Note: This article is part of the educational series: r.e.energize Your Digital Marketing. To view all the lessons in the series, click here.

It’s hard to utilize a service provider or make a purchase these days without receiving a request to leave a review regarding your experience. However, reviews are more than a pesky reminder that you receive from your mechanic or at the bottom of  your receipt. They are also valuable collateral in your brand strategy as well as very beneficial to your local SEO efforts, to ensure that your business is top of mind, well-regarded, and visible to all during organic search.

Here are the three primary considerations you should be making while updating—or implementing—your review management process.

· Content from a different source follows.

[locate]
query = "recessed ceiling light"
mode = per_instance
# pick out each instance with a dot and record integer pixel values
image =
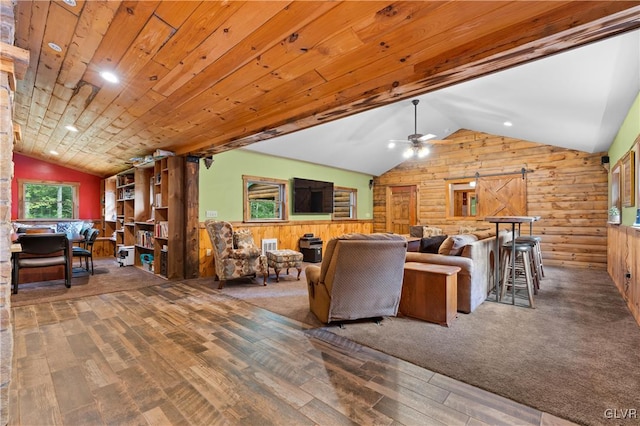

  1. Quantity matters. As the significance of reviews in both reputation management and organic search factors has increased, so has the recommended baseline number of reviews for a company. Reviews are a critical factor in your local pack rankings. According to Local SEO knowledge base BrightLocal, the average number of reviews for local businesses across categories is 53. For the solar industry, we recommend at least 75 reviews. A proactive review solicitation strategy is key to ensuring that you have a consistent flow of new reviews generated. If you solicit everyone—not just choice or select customers—you increase your odds of response volume. In the event of a poor review (it happens to everyone!) make sure to respond quickly and even-handedly to ensure positive customer sentiment from those who observe your response. Ideally, an in-person ask immediately upon completion of the job is most effective in terms of participant response; but if that doesn’t work for your team, a review request via email once you’re back in the office is useful as well.
  2. Diversity matters. According to a survey conducted by Moz, 46% of participants search for reviews first when researching a company online. It is important to understand where it best benefits you to have reviews populated, beyond Google, Facebook, and Yelp. Google remains a priority due to clout, ranking factors, and the presence it affords in search. For solar contractors, we then recommend Facebook, EnergySage, Solar Reviews, and HomeAdvisor as the platforms to which you should look next to build your review base. This widens your audience and increases your overall chance of being reviewed, as customers have more options for review outlets. If you’re curious about checking in to see how your reviews may be impacting your performance, you can check your Google Analytics account to see which review sites are already sending traffic to your site.
  3. Keywords matter. Through client benchmarking and research, we have discovered that the keywords within the review text drive organic search as an increasingly important ranking factor. When more and more of the most important keywords begin to show up in review text, we can correlate that to improved rankings organically and in the Google Local Pack. To check on how your performance correlates to your preferred keywords, do a quick Google search for your key services and geography to see how you’re ranking and how reviews—and their contents—may be impacting that ranking.

Like any quality digital marketing strategy, review management is a long game. Fostering quality reviews in any quantity will take time and patience. However, with a proactive review solicitation approach and understanding of your success factors, review management can become a strong, integral component of your organic optimization tactics.